Potter Brant Barnes learned his art more than thirty years ago in the mountains of Western North Carolina. He is joined by his wife Karen and daughter Zan in making pottery in traditional and contemporary glazes and styles at Riverwood Pottery, which has been a popular shop and studio in Dillsboro’s Riverwood crafts neighborhood for more than a decade. Brant’s pottery takes many forms, but he leans towards functional table wares, which he creates in many shapes familiar in North Carolina and Southern pottery, and in an array of beautiful glazes. “Just because it is ‘art’ doesn’t mean it can’t be used and enjoyed every day,” Brant has said. “Painting with fire” is a favorite phrase of his.

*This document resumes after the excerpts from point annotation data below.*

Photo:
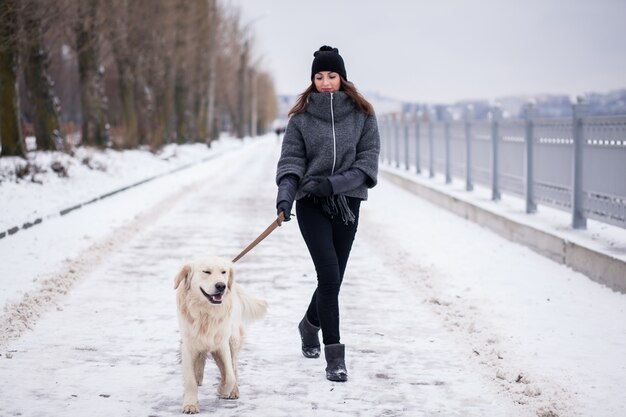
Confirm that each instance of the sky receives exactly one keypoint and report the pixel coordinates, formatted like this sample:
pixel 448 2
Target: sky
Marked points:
pixel 443 51
pixel 432 325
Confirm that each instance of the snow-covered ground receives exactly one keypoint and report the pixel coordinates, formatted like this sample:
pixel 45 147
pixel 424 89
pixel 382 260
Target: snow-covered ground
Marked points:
pixel 439 315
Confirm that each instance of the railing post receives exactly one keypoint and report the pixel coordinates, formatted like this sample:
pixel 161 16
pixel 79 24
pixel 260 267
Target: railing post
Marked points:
pixel 529 115
pixel 469 114
pixel 496 118
pixel 396 129
pixel 431 145
pixel 447 120
pixel 387 136
pixel 417 143
pixel 579 221
pixel 405 122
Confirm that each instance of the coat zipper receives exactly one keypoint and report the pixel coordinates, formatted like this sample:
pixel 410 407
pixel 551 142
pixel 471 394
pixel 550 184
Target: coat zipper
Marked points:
pixel 332 119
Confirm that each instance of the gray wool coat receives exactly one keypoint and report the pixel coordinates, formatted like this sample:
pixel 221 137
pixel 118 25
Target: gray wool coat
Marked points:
pixel 331 137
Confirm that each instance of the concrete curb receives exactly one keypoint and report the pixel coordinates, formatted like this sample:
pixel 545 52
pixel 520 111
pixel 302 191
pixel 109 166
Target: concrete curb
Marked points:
pixel 600 267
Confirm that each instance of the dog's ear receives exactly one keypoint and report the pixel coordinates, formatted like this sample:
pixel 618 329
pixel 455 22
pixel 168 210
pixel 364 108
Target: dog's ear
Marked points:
pixel 184 274
pixel 231 276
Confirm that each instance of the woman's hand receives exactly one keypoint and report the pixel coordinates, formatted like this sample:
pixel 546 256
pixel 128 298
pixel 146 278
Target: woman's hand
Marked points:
pixel 321 188
pixel 284 207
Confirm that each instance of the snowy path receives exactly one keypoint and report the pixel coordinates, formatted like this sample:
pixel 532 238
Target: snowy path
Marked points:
pixel 439 316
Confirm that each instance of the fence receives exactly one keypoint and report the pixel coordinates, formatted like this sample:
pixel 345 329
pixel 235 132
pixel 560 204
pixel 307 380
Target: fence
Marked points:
pixel 576 164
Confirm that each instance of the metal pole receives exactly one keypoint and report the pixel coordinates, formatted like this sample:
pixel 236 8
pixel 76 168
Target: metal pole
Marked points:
pixel 417 143
pixel 469 186
pixel 529 113
pixel 396 125
pixel 431 145
pixel 405 121
pixel 447 119
pixel 496 118
pixel 579 220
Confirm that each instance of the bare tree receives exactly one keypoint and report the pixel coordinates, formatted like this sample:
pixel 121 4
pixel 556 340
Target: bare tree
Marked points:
pixel 155 70
pixel 11 142
pixel 44 104
pixel 91 72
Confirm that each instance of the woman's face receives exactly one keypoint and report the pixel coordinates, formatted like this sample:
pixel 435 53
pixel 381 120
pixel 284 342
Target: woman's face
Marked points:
pixel 327 81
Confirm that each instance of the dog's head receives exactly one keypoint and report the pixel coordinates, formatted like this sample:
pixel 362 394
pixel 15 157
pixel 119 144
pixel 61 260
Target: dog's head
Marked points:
pixel 210 278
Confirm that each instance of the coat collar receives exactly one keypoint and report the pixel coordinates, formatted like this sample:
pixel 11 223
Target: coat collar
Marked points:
pixel 319 105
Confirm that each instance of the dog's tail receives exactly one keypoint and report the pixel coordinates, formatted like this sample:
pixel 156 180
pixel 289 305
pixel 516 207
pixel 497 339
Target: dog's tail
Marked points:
pixel 252 308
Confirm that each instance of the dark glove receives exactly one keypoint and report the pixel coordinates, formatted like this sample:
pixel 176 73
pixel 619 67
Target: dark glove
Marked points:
pixel 321 188
pixel 284 207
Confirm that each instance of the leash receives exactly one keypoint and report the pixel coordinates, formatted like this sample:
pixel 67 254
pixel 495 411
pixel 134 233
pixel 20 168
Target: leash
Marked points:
pixel 276 223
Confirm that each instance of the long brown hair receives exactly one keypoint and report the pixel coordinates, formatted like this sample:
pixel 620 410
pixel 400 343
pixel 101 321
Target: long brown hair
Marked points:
pixel 347 86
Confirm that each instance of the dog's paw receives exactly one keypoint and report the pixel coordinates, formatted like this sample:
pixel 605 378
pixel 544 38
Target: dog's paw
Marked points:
pixel 229 395
pixel 191 409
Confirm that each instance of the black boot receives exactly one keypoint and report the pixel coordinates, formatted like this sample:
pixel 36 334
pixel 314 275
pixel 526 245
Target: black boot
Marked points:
pixel 335 362
pixel 310 340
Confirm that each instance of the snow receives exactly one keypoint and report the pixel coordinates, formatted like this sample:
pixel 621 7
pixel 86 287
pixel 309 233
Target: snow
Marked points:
pixel 439 315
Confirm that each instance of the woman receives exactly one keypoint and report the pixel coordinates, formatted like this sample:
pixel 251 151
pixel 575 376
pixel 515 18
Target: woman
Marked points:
pixel 328 161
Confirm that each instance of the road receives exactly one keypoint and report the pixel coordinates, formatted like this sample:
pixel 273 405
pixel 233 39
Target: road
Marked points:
pixel 426 333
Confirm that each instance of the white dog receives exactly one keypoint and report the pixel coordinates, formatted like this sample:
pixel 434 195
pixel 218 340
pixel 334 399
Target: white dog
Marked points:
pixel 212 310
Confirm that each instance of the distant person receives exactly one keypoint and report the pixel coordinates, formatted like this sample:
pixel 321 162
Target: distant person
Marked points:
pixel 329 159
pixel 279 130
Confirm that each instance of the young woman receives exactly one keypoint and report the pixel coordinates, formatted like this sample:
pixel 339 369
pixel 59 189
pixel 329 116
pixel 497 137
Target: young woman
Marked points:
pixel 328 161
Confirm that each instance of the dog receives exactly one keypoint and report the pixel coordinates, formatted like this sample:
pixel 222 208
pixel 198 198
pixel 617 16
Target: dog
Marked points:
pixel 212 311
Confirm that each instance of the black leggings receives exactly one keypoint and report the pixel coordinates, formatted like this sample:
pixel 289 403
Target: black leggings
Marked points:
pixel 329 241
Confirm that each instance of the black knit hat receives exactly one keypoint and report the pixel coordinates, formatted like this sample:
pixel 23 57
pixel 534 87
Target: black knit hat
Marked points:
pixel 327 58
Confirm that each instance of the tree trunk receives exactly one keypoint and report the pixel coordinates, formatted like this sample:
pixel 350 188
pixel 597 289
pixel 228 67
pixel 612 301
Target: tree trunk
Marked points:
pixel 11 142
pixel 213 21
pixel 93 103
pixel 44 104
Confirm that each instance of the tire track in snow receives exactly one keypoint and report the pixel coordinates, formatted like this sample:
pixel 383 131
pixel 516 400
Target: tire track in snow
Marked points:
pixel 21 315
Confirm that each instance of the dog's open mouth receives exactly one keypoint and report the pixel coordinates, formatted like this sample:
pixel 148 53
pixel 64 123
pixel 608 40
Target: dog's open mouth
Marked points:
pixel 213 298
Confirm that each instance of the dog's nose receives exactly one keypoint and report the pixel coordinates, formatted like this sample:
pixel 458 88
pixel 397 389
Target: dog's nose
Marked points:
pixel 220 286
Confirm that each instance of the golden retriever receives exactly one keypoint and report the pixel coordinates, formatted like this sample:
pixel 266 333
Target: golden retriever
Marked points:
pixel 212 311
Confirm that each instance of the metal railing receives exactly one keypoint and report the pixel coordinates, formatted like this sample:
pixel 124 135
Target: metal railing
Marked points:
pixel 575 164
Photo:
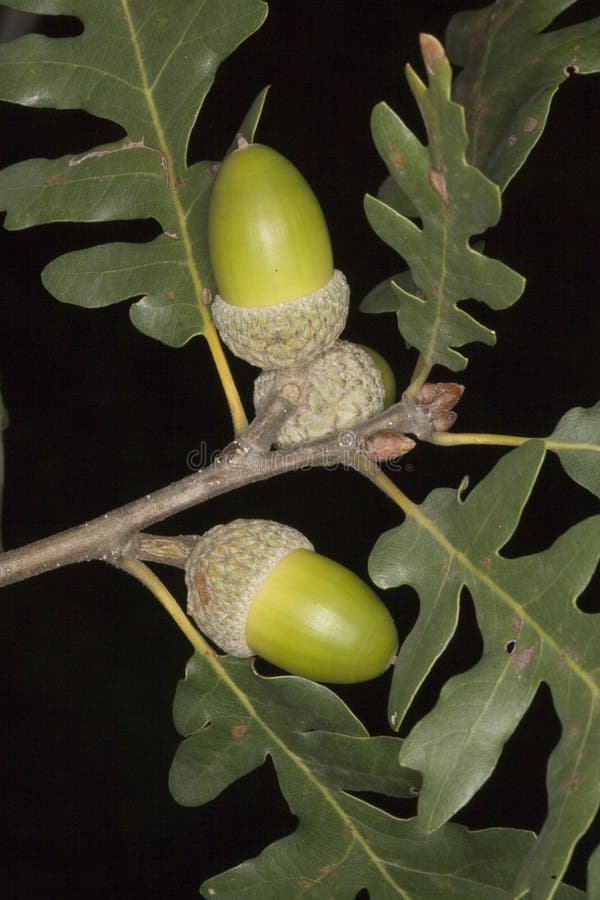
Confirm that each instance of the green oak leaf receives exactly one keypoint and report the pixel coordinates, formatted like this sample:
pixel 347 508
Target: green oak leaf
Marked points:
pixel 576 440
pixel 512 67
pixel 153 82
pixel 454 202
pixel 233 719
pixel 532 632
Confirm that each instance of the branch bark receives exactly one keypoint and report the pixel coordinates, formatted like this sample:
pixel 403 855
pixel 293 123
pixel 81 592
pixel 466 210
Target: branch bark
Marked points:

Karen Barnes too makes both wheel-thrown pots and hand-built pieces. Much of her work is in small, hand-built forms, particularly whimsies like ceramic creatures and decorative beads. The Barnes family is active in the local arts community. Brant is one of the organizers of the Western North Carolina Pottery Festival held in Dillsboro each November, and Riverwood Pottery has contributed hand-thrown bowls to local “empty bowl” fundraisers for Community Table.
Brant and Karen’s daughter Zan, a second-generation potter, has absorbed much of the stylistic influence of her parents and her region, but her work carries Southern tradition in new directions. Especially noteworthy are her face jugs, thrown and glazed in classic Carolina fashion, but with distinctive features and expressions. Some have punk hairstyles, and even nose and lip rings and ear studs. They are a striking combination of old and new, folk and pop, and a big dose of individual inspiration. When not working at the studio, Zan is a costume designer at Western Carolina University in Cullowhee. Karen is also a musician and blues historian, and performs as “Sugar” Barnes.
Riverwood Pottery is open to the public in Dillsboro, and is both a working studio and a sales gallery. Members of the Barnes family will consider requests for demonstrations.